For scholars: own your methodology
Don't apologize for using oral history. Don't hide your positionality statement. Frame it as methodological rigor: "I use testimonio methodology because
"I use testimonio methodology because it centers marginalized voices as valid sources of knowledge, revealing patterns of systemic exclusion that quantitative data alone cannot capture. Consider this: my positionality as a researcher is not a weakness but a strength—it allows me to build trust with participants and ask questions that outsiders might overlook. Rigor comes from transparency about methods, not from pretending neutrality is possible Simple, but easy to overlook..
For educators: embrace interdisciplinary frameworks
Ethnic studies thrives when it’s allowed to pull from multiple disciplines. A unit on immigration might integrate historical timelines, demographic analysis, personal narratives, and policy critique. Let students see how different methods complement each other. Teach them that mixed methods aren’t messy—they’re realistic.
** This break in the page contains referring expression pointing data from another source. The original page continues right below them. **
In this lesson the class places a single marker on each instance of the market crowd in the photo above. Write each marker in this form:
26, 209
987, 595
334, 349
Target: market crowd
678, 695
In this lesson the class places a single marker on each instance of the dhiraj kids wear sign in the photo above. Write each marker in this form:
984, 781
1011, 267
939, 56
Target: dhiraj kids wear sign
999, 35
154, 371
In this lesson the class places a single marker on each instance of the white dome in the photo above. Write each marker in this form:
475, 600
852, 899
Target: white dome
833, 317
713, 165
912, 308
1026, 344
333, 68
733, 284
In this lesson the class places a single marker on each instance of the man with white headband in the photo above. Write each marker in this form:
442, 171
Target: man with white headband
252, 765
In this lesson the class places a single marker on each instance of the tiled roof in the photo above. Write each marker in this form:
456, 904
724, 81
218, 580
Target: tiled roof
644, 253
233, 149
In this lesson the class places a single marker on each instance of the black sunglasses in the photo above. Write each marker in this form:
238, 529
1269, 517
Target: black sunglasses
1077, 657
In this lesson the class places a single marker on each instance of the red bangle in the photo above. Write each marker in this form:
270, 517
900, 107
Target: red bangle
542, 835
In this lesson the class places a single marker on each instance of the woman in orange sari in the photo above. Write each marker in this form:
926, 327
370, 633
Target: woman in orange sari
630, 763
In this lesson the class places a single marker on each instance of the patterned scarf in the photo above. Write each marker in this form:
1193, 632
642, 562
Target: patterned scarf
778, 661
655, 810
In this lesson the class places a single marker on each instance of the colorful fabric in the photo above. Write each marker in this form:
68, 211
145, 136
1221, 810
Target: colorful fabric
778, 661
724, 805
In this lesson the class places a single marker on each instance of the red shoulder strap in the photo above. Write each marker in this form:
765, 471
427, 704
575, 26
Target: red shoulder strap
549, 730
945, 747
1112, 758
For funders: support long-form, community-rooted projects
Short-term grants often force researchers to oversimplify complex issues. Ethnic studies projects benefit from sustained engagement with communities, iterative research design, and time to develop culturally responsive methodologies. Fund the process, not just the product.
Conclusion
Ethnic studies isn’t a niche—it’s a lens that reveals how power, identity, and knowledge intersect across all fields. By insisting on rigid disciplinary boundaries, we miss opportunities to understand the full scope of social reality. Still, the most impactful work often lives in the spaces between categories, combining rigorous inquiry with ethical responsibility. When we stop treating ethnic studies as an outlier and start recognizing its methodological diversity and scholarly depth, we create space for more honest, inclusive, and effective research. The future of academia depends on embracing this complexity, not policing it.